I don’t know if I feel guilty or relieved that Ethan is finally finished with me. But I do feel like I need to apologize.

I hate my life sometimes.

My phone chirps, and I read a message from Ruby.

RUBY: 911 – my friend Bo needs some serious girl time, and you’re the best person to help me out. We’re taking her to Silk.

I don’t think I’m in any position to help anyone out, but I blow out a breath and decide to roll with it. At least a night out will help me get Ethan out of my head.

ME: Send me the address.

Ruby has briefly filled me in on the Bo and Jax thing, but she’s more concerned about Bo than the breakup. Bo seems to be struggling to find herself.

Been there. Done that. Thought I was finished with that portion of my life… Until that bastard started stalking me and making me question my reasonable life plan.

After rushing home, showering and changing, I head to the address Ruby gave me. Bo’s apartment building is one hell of a badass place, and I have to ride up the elevator to the fifteenth floor.

The door is unlocked, and I walk in like I have the right to. Holy mother of pearl. Her apartment is bigger than my house.

“Get dressed,” I hear Ruby saying, which reminds me I’m supposed to be on girl duty.

“Why?” asks another voice, and I walk into the bedroom unannounced.

Bo startles when she sees me, but I just flash a smile at her. This is what I’m good at—being a good girl friend even to strangers. I just suck at all the other stuff.

“Bella, will you grab those black boots in the back of the closet?” Ruby asks me.

I’m dressed like I’m on the prowl, but in reality, I just want to go home and crash. Not that I let them know that. I’m not a total buzzkill.

“What’s going on?” I hear Bo asking as I fall in love with her amazing freaking closet. Holy jackpot! Can’t I just be gay and sweep Bo off her feet?

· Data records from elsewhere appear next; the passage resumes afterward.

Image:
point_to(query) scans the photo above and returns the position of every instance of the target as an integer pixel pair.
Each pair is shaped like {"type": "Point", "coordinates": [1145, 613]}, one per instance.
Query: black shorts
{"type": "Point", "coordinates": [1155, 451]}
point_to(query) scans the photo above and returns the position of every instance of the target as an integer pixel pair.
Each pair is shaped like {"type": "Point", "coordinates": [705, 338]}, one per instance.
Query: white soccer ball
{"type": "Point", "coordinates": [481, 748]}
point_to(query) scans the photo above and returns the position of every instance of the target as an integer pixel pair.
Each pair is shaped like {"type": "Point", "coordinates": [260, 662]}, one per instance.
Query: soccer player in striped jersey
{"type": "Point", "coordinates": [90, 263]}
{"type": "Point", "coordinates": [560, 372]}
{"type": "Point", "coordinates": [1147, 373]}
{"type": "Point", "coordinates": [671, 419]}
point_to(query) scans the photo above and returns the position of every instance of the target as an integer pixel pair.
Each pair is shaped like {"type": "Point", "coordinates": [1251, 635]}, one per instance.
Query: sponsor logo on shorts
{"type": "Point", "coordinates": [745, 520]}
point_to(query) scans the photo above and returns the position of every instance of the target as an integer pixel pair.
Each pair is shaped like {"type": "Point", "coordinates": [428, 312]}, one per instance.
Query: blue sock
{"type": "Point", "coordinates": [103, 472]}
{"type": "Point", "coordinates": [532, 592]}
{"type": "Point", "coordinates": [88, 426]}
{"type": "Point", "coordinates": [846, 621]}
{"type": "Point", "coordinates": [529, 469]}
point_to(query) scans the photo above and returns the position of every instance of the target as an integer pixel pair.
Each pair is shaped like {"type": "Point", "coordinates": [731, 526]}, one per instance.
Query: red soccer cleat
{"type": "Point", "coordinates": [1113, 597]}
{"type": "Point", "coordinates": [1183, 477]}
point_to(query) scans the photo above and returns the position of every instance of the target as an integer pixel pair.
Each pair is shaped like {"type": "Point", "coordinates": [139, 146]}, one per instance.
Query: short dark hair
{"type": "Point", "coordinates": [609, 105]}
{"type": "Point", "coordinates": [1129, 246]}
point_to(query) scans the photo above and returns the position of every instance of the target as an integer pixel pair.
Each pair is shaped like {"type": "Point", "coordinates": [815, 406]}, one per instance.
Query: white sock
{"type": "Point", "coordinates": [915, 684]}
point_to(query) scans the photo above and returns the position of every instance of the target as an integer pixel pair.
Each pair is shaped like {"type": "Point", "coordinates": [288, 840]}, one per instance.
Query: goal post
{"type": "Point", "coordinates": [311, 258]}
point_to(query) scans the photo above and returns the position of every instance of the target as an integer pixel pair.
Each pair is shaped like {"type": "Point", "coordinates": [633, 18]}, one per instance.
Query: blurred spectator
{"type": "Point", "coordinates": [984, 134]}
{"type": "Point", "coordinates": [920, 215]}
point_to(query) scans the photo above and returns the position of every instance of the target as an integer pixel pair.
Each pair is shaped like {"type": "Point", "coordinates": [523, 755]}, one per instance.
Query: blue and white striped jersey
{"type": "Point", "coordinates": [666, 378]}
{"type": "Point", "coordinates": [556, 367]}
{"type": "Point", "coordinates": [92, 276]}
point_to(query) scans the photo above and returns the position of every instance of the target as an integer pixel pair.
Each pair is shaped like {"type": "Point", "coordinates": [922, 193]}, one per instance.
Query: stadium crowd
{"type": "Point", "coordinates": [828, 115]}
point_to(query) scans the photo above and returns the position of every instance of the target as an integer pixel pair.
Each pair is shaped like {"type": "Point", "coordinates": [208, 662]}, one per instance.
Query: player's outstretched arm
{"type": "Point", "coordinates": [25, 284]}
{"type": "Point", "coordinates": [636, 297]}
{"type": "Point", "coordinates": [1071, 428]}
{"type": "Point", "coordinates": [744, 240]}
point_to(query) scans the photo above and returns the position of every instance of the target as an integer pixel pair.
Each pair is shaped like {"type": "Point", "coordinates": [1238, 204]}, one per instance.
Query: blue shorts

“We’re taking you to Silk,” I tell her as I force my eyes to zero in on the wall of incredible shoes.

I’m fairly sure I just whimpered.

I snatch up a pair of the most perfect black boots the world has ever seen, and maybe I drool a little.

“You said you wanted to get out more,” Ruby tells her. “Even said you needed to get over your issues with groups. And I don’t trust you to be alone anymore, so I’m taking you with us.”

“And the best way to get over a man is to get under a new one,” I add, forcing a smile I don’t feel.

I go back to help Ruby find a shirt for Bo, and I fall a little more in love with this closet when I realize it’s organized by the color wheel. Seriously, why can’t I be gay?

“You’ve showered today, right?” Ruby asks.

I hope she’s not talking to me. Surely I got the hospital smell off—

“I worked today, so yes; I’ve showered,” Bo tells her, and I try not to laugh at myself.

They talk about Jax and the breakup, which all seems a little sad to me. I don’t need to hear sad stuff. I need to hear about all the happy couples who are in love and happily living life. It motivates me to find my own slice of perfection.

But I’m starting to think that I’m such a horrible person that no amount of good deeds can redeem my tarnished soul. Maybe this is my punishment—staying in a lather, rinse, repeat cycle of all the wrong choices I’ve made.

Tonight, I’ll do another good deed, and that involves being a good friend. Eventually karma has to stop punishing me for the past and start rewarding me for the present.